Ever since the now criminally charged Stephanie Kraft engineered the ouster of Frank Till in 2006 and the board installed Notter, it has been the board that has had all the real power. The figurative public beheading of Till sent a message to Notter and whoever else might have filled the seat: Do what we say or you will lose your big-shot position and big fat salary.  

And controlling the board members was the dark prince of real power, Neil Sterling, who filled their campaign coffers and had his partner, Barbara Miller, run many of their campaigns. In exchange for making their political careers, Sterling had those same board members award his clients -- including Pirtle Construction and Vista Health -- more than a billion dollars worth of contracts in the past five years (the health insurance contract alone came in at $1.7 billion).

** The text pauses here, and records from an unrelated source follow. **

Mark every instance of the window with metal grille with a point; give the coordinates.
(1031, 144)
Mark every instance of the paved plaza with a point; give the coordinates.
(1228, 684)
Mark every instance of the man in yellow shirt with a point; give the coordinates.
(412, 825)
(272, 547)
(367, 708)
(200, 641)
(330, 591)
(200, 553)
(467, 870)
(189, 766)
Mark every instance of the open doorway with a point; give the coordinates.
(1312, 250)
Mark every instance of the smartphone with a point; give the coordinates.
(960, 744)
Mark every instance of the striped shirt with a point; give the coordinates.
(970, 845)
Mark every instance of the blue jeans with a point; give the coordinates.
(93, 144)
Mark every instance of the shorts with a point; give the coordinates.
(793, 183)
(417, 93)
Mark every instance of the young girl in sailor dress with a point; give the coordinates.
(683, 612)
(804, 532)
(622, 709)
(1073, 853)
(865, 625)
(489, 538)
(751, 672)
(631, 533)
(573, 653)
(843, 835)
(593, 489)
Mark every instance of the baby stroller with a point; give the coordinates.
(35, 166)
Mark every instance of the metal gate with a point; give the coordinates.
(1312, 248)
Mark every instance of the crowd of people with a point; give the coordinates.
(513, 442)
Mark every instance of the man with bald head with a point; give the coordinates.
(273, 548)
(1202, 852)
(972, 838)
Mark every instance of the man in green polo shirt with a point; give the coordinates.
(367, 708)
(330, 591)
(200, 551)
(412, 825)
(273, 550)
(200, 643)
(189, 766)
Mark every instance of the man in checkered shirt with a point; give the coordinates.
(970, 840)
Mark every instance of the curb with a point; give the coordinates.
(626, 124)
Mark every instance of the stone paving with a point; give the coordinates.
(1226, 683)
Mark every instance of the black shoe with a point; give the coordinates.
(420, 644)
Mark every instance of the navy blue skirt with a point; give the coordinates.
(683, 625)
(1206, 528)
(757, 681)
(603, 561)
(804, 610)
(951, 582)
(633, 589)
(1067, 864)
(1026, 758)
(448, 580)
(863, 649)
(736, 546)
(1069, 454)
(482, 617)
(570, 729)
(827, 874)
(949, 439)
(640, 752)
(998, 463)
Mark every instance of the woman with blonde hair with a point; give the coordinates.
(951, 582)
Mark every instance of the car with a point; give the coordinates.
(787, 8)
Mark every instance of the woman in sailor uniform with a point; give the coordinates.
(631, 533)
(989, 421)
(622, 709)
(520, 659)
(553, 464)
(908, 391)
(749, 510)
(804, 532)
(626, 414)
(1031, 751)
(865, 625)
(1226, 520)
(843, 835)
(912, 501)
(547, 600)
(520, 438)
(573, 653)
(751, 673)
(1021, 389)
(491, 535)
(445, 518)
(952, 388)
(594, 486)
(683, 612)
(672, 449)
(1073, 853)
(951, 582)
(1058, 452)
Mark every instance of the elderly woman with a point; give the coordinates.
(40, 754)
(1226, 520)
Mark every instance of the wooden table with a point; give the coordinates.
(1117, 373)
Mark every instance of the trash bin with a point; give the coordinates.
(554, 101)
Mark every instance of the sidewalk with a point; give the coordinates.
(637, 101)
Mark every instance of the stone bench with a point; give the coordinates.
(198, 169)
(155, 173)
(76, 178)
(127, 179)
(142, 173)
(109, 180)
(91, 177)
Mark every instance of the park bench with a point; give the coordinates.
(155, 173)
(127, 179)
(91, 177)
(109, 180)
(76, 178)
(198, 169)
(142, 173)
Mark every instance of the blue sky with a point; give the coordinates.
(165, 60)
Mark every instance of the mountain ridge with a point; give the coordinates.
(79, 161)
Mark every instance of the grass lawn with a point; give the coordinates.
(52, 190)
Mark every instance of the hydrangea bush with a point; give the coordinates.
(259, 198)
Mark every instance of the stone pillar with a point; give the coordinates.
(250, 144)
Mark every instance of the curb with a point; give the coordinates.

Kraft -- and incredibly manipulative, vindictive, and at times maniacal politician -- was Sterling's ringleader on the board. In exchange for her dirty deeds, Sterling secretly put her husband, Mitch Kraft, on his payroll for years. The other dark bookend of Sterling's power came from the hooligan Bob Parks, another malignant board member.  

The superintendent was a bureaucrat, not an autocrat. There's no hint that Notter took any dirty money for enabling Sterling and the dirty board. Why would he? He's making an obscene salary from taxpayers. All he had to do was make the vile Kraft and Parks happy -- while tossing whatever was left of his shriveled soul out the window.

The other board members ranged from abjectly and very amateurishly corrupt (Bev Gallagher) to clown-like (Ben Williams). Then you had the go-alongers like Jennifer Gottlieb and Robin Bartleman, both of whom were Sterling acolytes whose campaigns were funded by him and who counted his partner Miller as their campaign manager.

Gottlieb and Bartleman were all teary-eyed yesterday after the announcement, while the ridiculous Williams said with a straight face, "I think [Notter is] going out on a good note because he's been a good superintendent."

What Sterling, a former School Board member himself, achieved in making the School Board pawns to him and his clients is a monumental achievement in evil -- and it took a lot of hard work and money (which of course came from the contractors and subcontractors he represented and who became very rich). But all of that would have been nearly useless if the superintendent didn't go along with the scheme. He needed control of the superintendent's chair. 

In Notter, Sterling got that via the devious Kraft and Parks. Here's a big example of how Notter allowed the corruption to thrive:

During the building boom, Sterling wanted his clients like Pirtle Construction to keep getting hundreds of millions worth of school-building contracts. The problem was the district didn't need them. So how do you build schools when there is no need for them? Why, you willfully choose not to do state-mandated school population surveys so nobody can tell you to stop.

A good superintendent never would have allowed that to happen. Notter, year after year, chose not to do the surveys -- and the state took way too long before finally forcing the district to do one. By that time, it was already too late -- the board had already gone on a seemingly drunken building binge, wasting hundreds of millions of dollars and leaving the district taxpayers $2 billion in debt.

It's a horrendous legacy. But right now, the School Board stands at a historic crossroads. The malicious architects of Sterling's empire are gone. Sterling himself has gone into remission, though he's still lurking. Kraft is facing criminal charges. Parks left office. And Gallagher is in prison. Left behind are newbies and relative lightweights.

The long chain of corruption is exposed and, at the moment, somewhat broken. The beauty of Notter's resignation is that there is now a possibility -- just a possibility -- of bringing in a strong leader from far outside the corrupt culture of the district. And this time, the people can at least hope that the new superintendent will finally represent the children and taxpayers rather than those who want to rob them.